During our last Birthday Week, Cloudflare announced Content Signals — a framework that allows anyone to express their preferences for how their content can be used after it has been accessed.

在上一个生日周期间，Cloudflare 宣布了内容信号（Content Signals）——这是一个框架，允许任何人表达其内容在被访问后如何被使用的偏好。

When you return markdown, you want to make sure your content is being used by the Agent or AI crawler. That’s why Markdown for Agents converted responses include the Content-Signal: ai-train=yes, search=yes, ai-input=yes header signaling that indicates content can be used for AI Training, Search results and AI Input, which includes agentic use. Markdown for Agents will provide options to define custom Content Signal policies in the future.

当您返回 Markdown 时，您希望确保您的内容正在被 AI 代理或爬虫使用。这就是为什么“为代理提供 Markdown”的转换响应包含 Content-Signal: ai-train=yes, search=yes, ai-input=yes 标头，表示该内容可用于 AI 训练、搜索结果和 AI 输入（包括代理使用）。未来，“为代理提供 Markdown”将提供定义自定义内容信号策略的选项。
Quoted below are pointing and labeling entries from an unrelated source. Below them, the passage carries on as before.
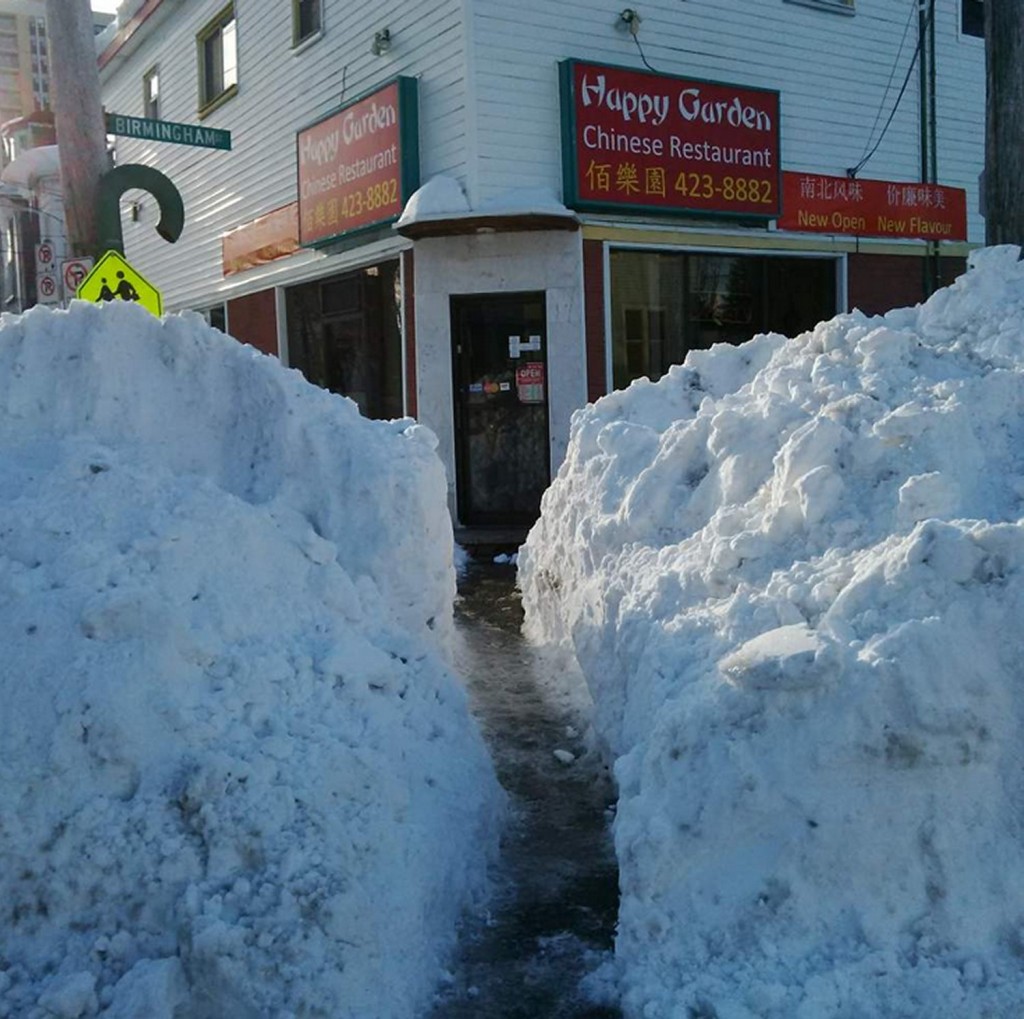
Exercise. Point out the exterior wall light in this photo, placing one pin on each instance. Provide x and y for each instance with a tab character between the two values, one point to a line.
631	19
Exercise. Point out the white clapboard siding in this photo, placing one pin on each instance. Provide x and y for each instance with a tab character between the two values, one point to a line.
835	73
280	91
488	96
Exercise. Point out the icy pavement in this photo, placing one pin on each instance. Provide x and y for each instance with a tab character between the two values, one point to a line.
552	920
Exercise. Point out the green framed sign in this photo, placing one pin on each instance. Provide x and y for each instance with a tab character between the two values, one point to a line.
646	142
166	130
358	165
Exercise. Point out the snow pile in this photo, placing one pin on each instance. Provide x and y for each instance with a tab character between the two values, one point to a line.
237	778
793	572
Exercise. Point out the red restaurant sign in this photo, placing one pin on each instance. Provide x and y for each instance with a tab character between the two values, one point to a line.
358	166
872	208
633	140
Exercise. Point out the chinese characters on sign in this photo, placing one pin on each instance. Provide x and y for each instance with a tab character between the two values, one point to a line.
872	208
638	140
358	166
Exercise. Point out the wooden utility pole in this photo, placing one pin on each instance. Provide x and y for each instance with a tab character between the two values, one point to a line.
1005	122
78	116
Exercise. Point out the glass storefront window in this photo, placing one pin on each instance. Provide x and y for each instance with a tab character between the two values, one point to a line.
344	334
665	304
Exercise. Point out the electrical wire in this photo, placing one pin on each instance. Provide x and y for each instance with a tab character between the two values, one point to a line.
892	74
854	170
642	54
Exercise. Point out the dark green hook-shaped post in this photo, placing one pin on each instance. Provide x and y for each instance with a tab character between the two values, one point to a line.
122	178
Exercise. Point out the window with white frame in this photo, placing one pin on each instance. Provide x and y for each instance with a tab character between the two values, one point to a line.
218	60
973	17
839	6
307	20
151	93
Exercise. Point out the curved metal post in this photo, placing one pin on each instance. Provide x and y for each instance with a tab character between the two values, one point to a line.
122	178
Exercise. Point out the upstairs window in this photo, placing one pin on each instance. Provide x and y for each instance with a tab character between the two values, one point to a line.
151	93
840	6
973	17
218	60
307	19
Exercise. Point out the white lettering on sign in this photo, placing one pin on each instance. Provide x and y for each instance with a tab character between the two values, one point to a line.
320	151
731	112
643	107
375	119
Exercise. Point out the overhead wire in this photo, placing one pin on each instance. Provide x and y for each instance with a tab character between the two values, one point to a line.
854	170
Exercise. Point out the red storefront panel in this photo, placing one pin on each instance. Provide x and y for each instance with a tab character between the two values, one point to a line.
819	204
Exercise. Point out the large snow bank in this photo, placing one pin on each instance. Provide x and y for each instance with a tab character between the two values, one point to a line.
237	778
793	572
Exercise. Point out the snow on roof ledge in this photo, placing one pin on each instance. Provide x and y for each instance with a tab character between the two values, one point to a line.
31	165
440	207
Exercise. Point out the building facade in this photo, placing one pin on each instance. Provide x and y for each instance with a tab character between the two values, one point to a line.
484	215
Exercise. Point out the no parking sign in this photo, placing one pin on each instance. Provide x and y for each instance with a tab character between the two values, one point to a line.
74	270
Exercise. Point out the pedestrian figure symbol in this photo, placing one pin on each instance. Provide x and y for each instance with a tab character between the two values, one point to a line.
124	292
114	280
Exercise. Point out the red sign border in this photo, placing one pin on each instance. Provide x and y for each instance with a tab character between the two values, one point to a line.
784	224
409	158
570	164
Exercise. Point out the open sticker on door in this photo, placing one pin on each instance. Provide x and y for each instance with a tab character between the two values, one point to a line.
529	382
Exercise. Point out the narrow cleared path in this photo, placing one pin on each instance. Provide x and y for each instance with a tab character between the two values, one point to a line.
552	921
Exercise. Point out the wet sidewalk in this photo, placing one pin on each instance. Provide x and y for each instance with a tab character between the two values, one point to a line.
553	917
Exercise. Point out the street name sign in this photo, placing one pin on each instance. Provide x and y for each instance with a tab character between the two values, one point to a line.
167	130
114	280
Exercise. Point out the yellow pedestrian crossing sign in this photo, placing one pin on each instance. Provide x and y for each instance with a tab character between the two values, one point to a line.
113	279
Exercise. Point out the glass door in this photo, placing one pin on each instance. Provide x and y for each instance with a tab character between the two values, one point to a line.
499	348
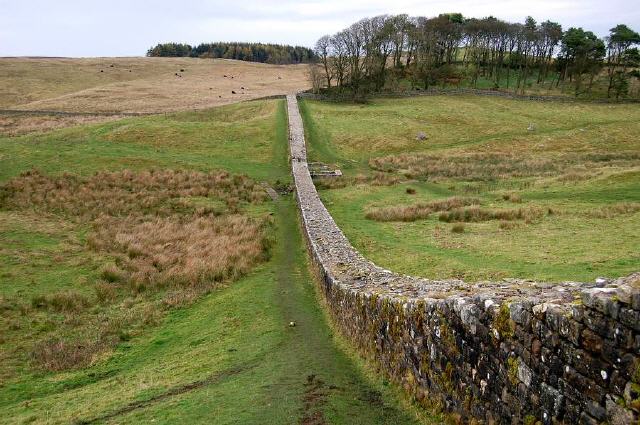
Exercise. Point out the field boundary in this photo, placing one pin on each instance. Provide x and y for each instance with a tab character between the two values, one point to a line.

请查看我们专门的内容信号页面以获取有关此框架的更多信息。

Check our dedicated Content Signals page for more information on this framework.

在 Cloudflare 博客和开发者文档中试用

We enabled this feature in our Developer Documentation and our Blog, inviting all AI crawlers and agents to consume our content using markdown instead of HTML.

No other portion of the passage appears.